IBM’s Model in East Bloc Is Hungary’s Operation


IBM Hungary is the giant computer company’s window on the East.

The subsidiary was one of the few Western companies to weather more than four decades of communism in Hungary. Now it is serving as IBM’s model for expansion in the rest of Eastern Europe.

Perhaps the reason communist authorities allowed a little bit of capitalism to survive all those years is that it filled a vital need: It serviced IBM machines that were used to perform the census and other record-keeping, said Eugen K. Hahn, managing director of Eastern European operations for International Business Machines Corp.

“We took care of the equipment, so we protected the investment the government made,” he said in an interview at IBM’s modernistic headquarters building in a residential neighborhood.

IBM Hungary employs nearly 100 people, all Hungarians, to sell and service the company’s products.


Zsuzsa Branyik, who resigned as general manager of IBM Hungary in April after about 20 years, recalled how the subsidiary managed to survive during the communist years even though it was limited largely to servicing equipment, not selling new machines.

At one point in the 1960s, even the service operation was shut down and the engineers transferred to the state. But in the early 1970s, the company was given back its employees and began to flourish.

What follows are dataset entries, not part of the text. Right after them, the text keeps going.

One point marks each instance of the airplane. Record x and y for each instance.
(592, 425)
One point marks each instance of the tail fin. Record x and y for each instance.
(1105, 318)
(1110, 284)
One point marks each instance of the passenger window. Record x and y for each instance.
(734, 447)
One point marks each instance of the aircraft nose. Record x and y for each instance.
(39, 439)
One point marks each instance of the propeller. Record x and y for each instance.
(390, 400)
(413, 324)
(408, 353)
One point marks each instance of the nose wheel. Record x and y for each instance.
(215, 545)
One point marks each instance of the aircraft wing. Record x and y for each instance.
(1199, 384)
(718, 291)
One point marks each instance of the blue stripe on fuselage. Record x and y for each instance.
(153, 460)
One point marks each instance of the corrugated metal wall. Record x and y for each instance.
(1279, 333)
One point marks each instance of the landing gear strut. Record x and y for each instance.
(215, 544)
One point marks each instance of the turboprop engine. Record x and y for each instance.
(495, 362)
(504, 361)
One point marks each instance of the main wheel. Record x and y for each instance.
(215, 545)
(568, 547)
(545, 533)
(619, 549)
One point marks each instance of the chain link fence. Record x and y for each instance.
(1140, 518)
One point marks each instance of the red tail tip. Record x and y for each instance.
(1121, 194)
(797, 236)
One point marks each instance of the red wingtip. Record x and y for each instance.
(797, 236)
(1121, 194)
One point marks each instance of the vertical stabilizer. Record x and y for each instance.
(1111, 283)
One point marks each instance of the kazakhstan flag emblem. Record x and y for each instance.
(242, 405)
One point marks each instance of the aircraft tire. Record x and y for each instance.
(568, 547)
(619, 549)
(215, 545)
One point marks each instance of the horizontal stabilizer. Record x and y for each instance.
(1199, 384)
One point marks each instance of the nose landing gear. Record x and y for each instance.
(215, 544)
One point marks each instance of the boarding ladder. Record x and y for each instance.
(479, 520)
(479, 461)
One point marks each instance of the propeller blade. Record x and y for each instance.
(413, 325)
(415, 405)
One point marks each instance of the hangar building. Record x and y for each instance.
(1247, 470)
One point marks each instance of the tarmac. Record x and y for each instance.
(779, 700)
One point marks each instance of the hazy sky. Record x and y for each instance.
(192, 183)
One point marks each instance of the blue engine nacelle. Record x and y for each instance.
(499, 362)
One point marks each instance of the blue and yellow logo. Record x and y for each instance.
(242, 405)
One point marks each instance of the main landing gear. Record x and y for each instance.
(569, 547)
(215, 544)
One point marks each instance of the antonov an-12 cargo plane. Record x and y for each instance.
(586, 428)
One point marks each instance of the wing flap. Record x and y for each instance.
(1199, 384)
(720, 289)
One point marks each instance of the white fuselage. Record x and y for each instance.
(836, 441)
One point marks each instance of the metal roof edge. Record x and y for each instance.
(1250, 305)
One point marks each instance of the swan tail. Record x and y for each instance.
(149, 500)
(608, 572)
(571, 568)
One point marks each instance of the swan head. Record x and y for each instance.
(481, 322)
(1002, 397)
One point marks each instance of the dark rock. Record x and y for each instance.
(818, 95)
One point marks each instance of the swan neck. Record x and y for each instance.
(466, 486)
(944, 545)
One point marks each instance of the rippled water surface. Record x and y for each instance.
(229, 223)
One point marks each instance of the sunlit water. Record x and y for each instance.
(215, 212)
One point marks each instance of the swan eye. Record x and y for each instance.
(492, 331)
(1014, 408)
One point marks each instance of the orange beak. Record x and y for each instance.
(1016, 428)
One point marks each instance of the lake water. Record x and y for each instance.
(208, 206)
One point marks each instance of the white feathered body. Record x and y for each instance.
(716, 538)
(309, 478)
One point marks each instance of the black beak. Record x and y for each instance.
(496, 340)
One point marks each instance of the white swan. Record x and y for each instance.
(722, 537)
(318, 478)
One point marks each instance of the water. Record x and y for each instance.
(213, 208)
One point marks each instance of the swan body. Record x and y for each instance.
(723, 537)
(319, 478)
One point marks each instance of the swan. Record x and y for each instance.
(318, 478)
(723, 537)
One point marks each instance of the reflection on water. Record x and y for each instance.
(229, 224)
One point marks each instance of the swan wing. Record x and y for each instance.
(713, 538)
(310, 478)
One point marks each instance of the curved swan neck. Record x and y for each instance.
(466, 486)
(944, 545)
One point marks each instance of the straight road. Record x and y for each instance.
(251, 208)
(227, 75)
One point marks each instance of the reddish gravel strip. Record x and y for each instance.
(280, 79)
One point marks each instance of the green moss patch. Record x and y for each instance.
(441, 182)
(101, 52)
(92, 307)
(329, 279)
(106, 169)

“It would be wonderful for me to work today--so many things are much, much easier,” said Branyik, the only female head of a country organization IBM has ever had.

IBM has sales and service representatives throughout the former East bloc, but it wants to establish a greater presence in these nations along the lines of IBM Hungary, Hahn said.

To increase its presence, IBM has donated computers to universities in several Eastern European nations as part of what it calls its academic initiative. In exchange, the universities are expected to develop software and ties to local industry.

IBM also plans to tie these universities together in a computer network, and then link that network to the West--one of the first such computer connections in the former East bloc, Hahn said.